Setting the global standard of diagnostic care
At Mayo Clinic Laboratories, we believe all patients deserve access to world-class diagnostic care. We work with hospitals and healthcare providers around the world to deliver unparalleled expertise and innovative diagnostic evaluations that solve the most complicated cases.
Fully integrated with Mayo Clinic and backed by more than 150 years of clinical experience, Mayo Clinic Laboratories was built upon a tradition of knowledge sharing to improve healthcare around the world. When you work with us, you gain access to the world’s most sophisticated test menu, world-renowned experts, and educational opportunities to strengthen your practice, advance knowledge, and improve patient outcomes.
Focused on quality
At Mayo Clinic Laboratories, test development is based on patient need and guided by quality management protocols modeled on standards and guidelines from the Clinical and Laboratory Standards Institute. Our extensive test validation includes a breadth of specimens with rare abnormalities. Our laboratories are CLIA-certified and CAP-accredited, and we participate in U.S. and international proficiency programs.
Commitment to education
The exchange of knowledge is a founding principle of Mayo Clinic. In this tradition, we provide a wide range of educational offerings to help our clients increase understanding.

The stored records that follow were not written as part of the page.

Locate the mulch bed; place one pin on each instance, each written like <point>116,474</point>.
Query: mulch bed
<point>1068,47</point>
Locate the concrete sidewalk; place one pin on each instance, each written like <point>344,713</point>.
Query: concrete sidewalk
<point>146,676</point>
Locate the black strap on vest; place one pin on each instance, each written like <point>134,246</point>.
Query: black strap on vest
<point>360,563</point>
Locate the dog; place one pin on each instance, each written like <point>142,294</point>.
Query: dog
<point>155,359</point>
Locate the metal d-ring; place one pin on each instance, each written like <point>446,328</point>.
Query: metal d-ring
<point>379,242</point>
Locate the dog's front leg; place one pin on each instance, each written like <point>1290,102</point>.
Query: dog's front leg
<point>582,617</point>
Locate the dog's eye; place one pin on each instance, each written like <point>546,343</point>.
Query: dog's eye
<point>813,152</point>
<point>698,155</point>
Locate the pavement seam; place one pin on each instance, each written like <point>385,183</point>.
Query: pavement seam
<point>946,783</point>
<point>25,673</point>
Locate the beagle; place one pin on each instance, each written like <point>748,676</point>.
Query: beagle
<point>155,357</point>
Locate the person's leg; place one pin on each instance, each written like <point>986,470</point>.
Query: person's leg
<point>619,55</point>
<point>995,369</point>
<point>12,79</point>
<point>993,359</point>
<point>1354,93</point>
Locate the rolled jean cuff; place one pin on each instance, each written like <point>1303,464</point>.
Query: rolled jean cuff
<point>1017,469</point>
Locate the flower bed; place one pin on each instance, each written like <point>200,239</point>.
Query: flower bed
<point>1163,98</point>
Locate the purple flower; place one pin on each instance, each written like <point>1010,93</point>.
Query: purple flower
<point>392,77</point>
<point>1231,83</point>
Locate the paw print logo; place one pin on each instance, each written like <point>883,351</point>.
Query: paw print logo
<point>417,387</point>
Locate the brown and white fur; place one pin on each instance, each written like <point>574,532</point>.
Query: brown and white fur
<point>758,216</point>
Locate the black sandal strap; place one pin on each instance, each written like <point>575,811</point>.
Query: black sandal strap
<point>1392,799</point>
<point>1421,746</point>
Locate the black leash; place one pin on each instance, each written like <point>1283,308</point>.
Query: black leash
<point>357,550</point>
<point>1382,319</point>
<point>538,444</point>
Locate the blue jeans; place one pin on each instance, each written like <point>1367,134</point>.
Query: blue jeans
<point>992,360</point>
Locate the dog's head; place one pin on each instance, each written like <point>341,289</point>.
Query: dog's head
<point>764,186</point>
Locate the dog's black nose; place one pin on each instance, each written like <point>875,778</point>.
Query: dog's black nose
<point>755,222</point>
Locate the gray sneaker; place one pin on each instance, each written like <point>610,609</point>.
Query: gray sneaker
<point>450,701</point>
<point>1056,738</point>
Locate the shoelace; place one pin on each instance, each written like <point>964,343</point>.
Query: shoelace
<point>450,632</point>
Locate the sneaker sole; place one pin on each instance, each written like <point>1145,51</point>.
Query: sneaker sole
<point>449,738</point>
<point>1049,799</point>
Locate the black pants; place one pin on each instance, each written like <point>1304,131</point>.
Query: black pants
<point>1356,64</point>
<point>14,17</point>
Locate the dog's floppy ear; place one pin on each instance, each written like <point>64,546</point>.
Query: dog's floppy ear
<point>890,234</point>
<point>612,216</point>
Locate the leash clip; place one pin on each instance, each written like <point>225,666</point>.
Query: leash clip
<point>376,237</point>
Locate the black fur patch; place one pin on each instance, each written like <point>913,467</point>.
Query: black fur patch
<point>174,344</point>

- Regionally based clinical specialists guide best practices through physician education.
- Access to Mayo Clinic Laboratories education and insight articles.
- Many courses offer CME credits.
- Online trainings are available, such as “Dangerous Goods Shipping,” with printable certificates.
Enhanced patient outcomes
Mayo Clinic Laboratories is dedicated to the health and well-being of our patients, which means helping providers deliver care in their local settings through the utilization of our comprehensive subspecialty test menu. Our mission is grounded in our belief that the patient’s needs are paramount, and our clients receive access to:
- Expert-developed algorithms that ensure the right patient receives the right test.
- Testing for rare and complex conditions, with some of that testing exclusive to Mayo Clinic Laboratories.
- Expeditious results due to continuous test processing.
“We treat all of the specimens we receive with the same high degree of care and quality, regardless of where the sample is coming from. We could be testing a sample from a patient that lives in Rochester, Minnesota, or from someone that lives halfway across the world.”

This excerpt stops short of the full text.